So, I'm trying to use ADO.NET to stream a file data stored in an image column in a SQL Compact database.
To do this, I wrote a DataReaderStream class that takes a data reader, opened for sequential access, and represents it as a stream, redirecting calls to Read(...) on the stream to IDataReader.GetBytes(...).
One "weird" aspect of IDataReader.GetBytes(...), when compared to the Stream class, is that GetBytes requires the client to increment an offset and pass that in each time it's called. It does this even though access is sequential, and it's not possible to read "backwards" in the data reader stream.
The SqlCeDataReader implementation of IDataReader enforces this by incrementing an internal counter that identifies the total number of bytes it has returned. If you pass in a number either less than or greater than that number, the method will throw an InvalidOperationException.
The problem with this, however, is that there is a bug in the SqlCeDataReader implementation that causes it to set the internal counter to the wrong value. This results in subsequent calls to Read on my stream throwing exceptions when they shouldn't be.
I found some infomation about the bug on this MSDN thread.
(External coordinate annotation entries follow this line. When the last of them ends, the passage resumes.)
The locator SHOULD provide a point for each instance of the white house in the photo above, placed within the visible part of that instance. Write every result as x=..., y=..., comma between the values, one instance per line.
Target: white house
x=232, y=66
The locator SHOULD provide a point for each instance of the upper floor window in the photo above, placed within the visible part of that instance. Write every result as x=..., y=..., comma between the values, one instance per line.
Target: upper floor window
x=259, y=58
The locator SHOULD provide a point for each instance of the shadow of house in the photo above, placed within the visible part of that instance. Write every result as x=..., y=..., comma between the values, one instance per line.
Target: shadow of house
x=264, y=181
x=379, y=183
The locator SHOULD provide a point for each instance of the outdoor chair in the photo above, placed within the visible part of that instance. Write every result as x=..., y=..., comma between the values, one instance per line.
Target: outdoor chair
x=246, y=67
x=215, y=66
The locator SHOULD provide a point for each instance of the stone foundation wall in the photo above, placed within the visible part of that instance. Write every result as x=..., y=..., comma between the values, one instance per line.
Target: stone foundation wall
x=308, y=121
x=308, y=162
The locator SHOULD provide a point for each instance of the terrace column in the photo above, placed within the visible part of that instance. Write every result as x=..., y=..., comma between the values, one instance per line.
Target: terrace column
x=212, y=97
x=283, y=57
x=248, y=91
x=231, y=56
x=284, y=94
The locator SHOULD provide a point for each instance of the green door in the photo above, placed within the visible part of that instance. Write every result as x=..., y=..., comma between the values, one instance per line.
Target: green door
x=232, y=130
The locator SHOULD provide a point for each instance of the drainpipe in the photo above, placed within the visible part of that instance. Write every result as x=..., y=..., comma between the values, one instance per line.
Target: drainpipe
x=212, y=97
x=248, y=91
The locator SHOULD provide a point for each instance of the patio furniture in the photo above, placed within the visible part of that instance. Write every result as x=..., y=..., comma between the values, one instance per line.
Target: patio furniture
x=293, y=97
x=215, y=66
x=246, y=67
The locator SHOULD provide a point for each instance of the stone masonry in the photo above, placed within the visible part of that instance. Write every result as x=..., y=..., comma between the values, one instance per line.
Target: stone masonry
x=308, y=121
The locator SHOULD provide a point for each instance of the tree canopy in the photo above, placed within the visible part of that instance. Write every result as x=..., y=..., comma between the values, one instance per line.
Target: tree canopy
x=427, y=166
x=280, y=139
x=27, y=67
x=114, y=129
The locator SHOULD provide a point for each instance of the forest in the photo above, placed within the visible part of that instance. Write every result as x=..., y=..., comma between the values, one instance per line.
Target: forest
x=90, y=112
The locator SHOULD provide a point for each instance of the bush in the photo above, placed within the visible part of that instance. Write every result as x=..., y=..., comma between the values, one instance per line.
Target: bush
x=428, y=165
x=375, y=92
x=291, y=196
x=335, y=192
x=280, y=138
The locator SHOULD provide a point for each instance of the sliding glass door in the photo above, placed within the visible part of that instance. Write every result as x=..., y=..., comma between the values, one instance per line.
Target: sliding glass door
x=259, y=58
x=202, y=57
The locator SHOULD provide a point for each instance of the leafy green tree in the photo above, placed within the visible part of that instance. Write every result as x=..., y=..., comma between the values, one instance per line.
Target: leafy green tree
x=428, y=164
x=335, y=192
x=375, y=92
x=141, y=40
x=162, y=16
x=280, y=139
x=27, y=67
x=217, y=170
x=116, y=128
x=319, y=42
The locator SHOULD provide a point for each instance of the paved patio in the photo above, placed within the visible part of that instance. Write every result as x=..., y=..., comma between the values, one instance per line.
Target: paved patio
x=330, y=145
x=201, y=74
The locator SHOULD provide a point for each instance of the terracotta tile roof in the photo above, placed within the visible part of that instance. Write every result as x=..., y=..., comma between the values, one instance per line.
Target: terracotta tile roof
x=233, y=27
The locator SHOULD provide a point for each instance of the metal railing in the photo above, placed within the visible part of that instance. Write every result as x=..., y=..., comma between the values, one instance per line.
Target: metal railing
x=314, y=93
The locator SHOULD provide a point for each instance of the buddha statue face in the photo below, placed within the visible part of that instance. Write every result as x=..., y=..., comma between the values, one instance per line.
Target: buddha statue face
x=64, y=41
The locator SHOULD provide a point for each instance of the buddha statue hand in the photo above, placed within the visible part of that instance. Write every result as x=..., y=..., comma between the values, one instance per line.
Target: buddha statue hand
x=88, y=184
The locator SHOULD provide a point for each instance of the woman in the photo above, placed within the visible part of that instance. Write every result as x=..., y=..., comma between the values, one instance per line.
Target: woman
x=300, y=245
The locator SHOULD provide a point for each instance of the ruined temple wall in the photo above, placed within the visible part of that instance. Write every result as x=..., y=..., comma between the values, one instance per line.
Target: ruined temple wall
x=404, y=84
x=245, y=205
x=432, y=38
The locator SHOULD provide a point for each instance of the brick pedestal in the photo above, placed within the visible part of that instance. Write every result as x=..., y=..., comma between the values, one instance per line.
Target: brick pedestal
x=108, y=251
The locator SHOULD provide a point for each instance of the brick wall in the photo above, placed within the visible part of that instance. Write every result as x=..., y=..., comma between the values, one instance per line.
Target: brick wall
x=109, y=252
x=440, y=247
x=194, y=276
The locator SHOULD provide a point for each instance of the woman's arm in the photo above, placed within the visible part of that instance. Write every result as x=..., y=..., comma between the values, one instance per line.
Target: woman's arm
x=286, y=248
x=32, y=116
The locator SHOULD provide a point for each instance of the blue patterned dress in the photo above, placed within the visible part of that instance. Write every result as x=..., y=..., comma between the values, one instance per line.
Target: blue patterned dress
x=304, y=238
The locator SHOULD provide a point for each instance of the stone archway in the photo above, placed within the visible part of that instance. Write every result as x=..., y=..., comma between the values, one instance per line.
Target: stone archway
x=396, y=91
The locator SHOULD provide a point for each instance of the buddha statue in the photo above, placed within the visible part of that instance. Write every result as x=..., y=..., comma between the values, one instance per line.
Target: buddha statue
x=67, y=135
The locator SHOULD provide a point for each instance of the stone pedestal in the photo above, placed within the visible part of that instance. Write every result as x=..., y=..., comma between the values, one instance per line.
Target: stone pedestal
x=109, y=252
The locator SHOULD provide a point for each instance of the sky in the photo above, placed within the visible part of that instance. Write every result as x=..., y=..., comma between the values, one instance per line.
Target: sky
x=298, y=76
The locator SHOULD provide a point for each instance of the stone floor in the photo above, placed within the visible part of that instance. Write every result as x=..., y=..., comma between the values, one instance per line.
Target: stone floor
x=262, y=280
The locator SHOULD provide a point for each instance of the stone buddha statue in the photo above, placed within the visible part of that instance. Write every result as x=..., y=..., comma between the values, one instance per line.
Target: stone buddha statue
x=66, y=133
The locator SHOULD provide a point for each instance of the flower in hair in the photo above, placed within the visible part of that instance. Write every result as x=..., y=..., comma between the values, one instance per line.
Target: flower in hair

I was able to come up with a disgusting, horribly hacky workaround, that basically uses reflection to update the field in the class to the correct value.
The code looks like this:
public override int Read(byte[] buffer, int offset, int count)
{
m_length = m_length ?? m_dr.GetBytes(0, 0, null, offset, count);
if (m_fieldOffSet < m_length)
{
var bytesRead = m_dr.GetBytes(0, m_fieldOffSet, buffer, offset, count);
m_fieldOffSet += bytesRead;
if (m_dr is SqlCeDataReader)
{
//BEGIN HACK
//This is a horrible HACK.
m_field = m_field ?? typeof (SqlCeDataReader).GetField("sequentialUnitsRead", BindingFlags.NonPublic | BindingFlags.Instance);
var length = (long)(m_field.GetValue(m_dr));
if (length != m_fieldOffSet)
{
m_field.SetValue(m_dr, m_fieldOffSet);
}
//END HACK
}
return (int) bytesRead;
}
else
{
return 0;
}
}
For obvious reasons, I would prefer to not use this.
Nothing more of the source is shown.